Evidence informing the issue and policy support. Foundational frameworks emphasize balancing cost with care quality and patient outcomes. The Triple Aim framework argues for simultaneous pursuit of improved population health, patient experiences of care, and reduced per-capita costs, which directly informs cost-containment policy design (Berwick, Nolan, & Whittington, 2008). Value-based care concepts further support aligning incentives with outcomes and reductions in waste (Porter & Teisberg, 2006). Quality-of-care scholarship cautions that measurement and improvement efforts must be aligned with meaningful patient outcomes to avoid unintended harm, resistance, or inequities (Donabedian, 1980; Donabedian, 1988; Chassin & Galvin, 1998). The ethical lens provided by professional nursing ethics (ANA, 2015) and the OJIN discussion on Ethical Nursing Cost Containment offers practical considerations for balancing fiscal stewardship with patient rights and professional duty (OJIN, 2018). Finally, global health perspectives remind us that cost containment must be contextualized within health system performance and equity goals (WHO, 2000; IOM, 2001). Based on these sources, the recommended policies aim to preserve access and quality while ensuring responsible stewardship of resources (Berwick et al., 2008; Porter & Teisberg, 2006). For scholarly grounding, two resources particularly informative for policy and practice recommendations are the Triple Aim framework and the value-based care paradigm (Berwick et al., 2008; Porter & Teisberg, 2006), complemented by ethics-focused analyses (ANA, 2015; OJIN, 2018).

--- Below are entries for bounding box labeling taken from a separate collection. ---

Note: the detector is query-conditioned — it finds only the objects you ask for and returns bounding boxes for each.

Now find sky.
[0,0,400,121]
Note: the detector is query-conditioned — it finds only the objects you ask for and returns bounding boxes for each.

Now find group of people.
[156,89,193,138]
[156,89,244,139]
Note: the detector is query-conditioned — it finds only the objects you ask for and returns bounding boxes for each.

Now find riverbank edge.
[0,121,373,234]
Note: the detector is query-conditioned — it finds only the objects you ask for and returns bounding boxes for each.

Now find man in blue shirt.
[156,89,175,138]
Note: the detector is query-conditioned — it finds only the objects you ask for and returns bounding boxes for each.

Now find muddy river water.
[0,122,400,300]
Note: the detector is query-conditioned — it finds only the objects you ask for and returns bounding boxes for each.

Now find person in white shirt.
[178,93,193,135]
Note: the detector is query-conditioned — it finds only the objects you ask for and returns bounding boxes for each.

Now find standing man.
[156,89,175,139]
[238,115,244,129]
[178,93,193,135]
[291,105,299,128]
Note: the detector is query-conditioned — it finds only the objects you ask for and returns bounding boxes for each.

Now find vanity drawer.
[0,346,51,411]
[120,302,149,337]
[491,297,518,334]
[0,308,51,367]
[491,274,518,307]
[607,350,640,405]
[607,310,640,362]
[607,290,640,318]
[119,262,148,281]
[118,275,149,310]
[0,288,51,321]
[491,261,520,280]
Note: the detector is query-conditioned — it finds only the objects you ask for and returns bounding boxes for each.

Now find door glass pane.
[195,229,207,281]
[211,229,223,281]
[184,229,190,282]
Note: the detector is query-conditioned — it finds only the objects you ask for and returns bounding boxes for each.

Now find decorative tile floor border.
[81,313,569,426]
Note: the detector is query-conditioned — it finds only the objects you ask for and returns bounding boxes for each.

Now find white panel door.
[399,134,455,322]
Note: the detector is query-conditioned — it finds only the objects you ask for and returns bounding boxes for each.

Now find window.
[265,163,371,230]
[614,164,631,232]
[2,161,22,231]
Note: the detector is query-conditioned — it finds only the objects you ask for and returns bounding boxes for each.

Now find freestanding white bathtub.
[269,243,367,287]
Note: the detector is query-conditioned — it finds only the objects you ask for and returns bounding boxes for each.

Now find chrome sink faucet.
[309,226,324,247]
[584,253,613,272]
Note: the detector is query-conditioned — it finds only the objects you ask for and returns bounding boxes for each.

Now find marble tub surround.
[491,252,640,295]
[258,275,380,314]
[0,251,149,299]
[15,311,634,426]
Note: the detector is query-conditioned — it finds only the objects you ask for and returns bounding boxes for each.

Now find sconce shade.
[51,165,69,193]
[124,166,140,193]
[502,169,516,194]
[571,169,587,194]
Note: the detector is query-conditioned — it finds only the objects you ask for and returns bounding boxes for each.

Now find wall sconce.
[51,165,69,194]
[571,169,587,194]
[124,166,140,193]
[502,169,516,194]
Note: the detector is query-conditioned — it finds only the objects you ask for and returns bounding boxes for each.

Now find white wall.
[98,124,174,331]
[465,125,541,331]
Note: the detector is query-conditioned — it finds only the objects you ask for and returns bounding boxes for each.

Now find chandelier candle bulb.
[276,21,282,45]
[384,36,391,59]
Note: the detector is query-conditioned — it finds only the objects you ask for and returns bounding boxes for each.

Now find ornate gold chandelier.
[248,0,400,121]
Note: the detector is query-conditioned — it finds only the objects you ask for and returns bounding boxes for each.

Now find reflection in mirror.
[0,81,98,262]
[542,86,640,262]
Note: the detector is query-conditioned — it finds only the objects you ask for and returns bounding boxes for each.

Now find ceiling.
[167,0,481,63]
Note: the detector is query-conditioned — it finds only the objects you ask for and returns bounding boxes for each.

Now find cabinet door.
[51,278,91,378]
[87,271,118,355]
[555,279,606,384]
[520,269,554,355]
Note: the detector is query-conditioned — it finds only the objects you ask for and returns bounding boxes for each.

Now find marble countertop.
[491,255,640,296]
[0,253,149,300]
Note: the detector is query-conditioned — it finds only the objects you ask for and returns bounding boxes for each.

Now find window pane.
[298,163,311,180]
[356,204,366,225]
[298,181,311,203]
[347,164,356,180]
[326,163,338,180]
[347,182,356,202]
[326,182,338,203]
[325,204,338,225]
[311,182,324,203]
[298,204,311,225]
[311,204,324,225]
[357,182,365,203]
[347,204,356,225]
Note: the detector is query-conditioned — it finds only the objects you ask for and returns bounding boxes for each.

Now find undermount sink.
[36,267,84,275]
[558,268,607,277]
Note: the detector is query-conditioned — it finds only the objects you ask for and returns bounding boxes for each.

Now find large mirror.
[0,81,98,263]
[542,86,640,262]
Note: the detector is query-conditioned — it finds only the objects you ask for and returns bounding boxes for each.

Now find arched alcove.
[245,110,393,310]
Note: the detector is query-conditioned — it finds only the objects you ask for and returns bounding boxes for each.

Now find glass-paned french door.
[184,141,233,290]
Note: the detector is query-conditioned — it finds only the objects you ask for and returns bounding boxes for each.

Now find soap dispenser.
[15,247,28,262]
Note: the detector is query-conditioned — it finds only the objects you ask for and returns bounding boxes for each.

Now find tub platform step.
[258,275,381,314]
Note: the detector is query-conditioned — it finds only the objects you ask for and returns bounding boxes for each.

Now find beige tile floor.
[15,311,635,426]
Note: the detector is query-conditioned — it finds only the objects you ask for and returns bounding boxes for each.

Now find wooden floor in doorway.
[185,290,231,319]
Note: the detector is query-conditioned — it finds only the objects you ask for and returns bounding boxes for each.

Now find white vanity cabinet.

Conclusion. Implementing cost-containment strategies that respect patient autonomy, equity, and quality requires careful design, ongoing evaluation, and ethical governance. By combining exception-based formularies, flexible care pathways, transparent governance, and patient engagement, organizations can better balance competing needs and maintain trust in the healthcare system while operating within finite resources. The integration of cost containment with quality and ethics aligns with established theoretical frameworks and empirical insights from leading health policy scholarship, offering a path toward sustainable, patient-centered care.

References

  • Berwick, D. M., Nolan, T. W., & Whittington, J. (2008). The Triple Aim: Care, health, and cost. Health Affairs, 27(3), 759-769.
  • Porter, M. E., & Teisberg, E. O. (2006). Redefining Health Care: Creating Value-Based Competition on Results. Boston, MA: Harvard Business School Press.
  • Donabedian, A. (1980). Explorations in Quality Assessment and Monitoring. Milbank Quarterly, 58(4), 691-729.
  • Donabedian, A. (1988). The quality of care: How can it be assessed? JAMA, 260(12), 1743-1748.
  • Institute of Medicine. (2001). Crossing the Quality Chasm: A New Health System for the 21st Century. Washington, DC: National Academies Press.
  • Chassin, M. R., & Galvin, R. W. (1998). The politics of quality improvement. Milbank Quarterly, 76(2), 297-324.
  • World Health Organization. (2000). The World Health Report 2000: Health Systems: Improving Performance. World Health Organization.
  • American Nurses Association. (2015). Code of Ethics for Nurses with Interpretive Statements. Silver Spring, MD: American Nurses Association.
  • Online Journal of Issues in Nursing (OJIN). (2018). Ethical Nursing Cost Containment. Available at: /ANAPeriodicals/OJIN/TableofContents/Vol-/No1-Jan-2018/Ethical-Nursing-Cost-Containment.html
  • Berwick, D. M. (2002). What 'quality' in health care? JAMA, 287(8), 867-874.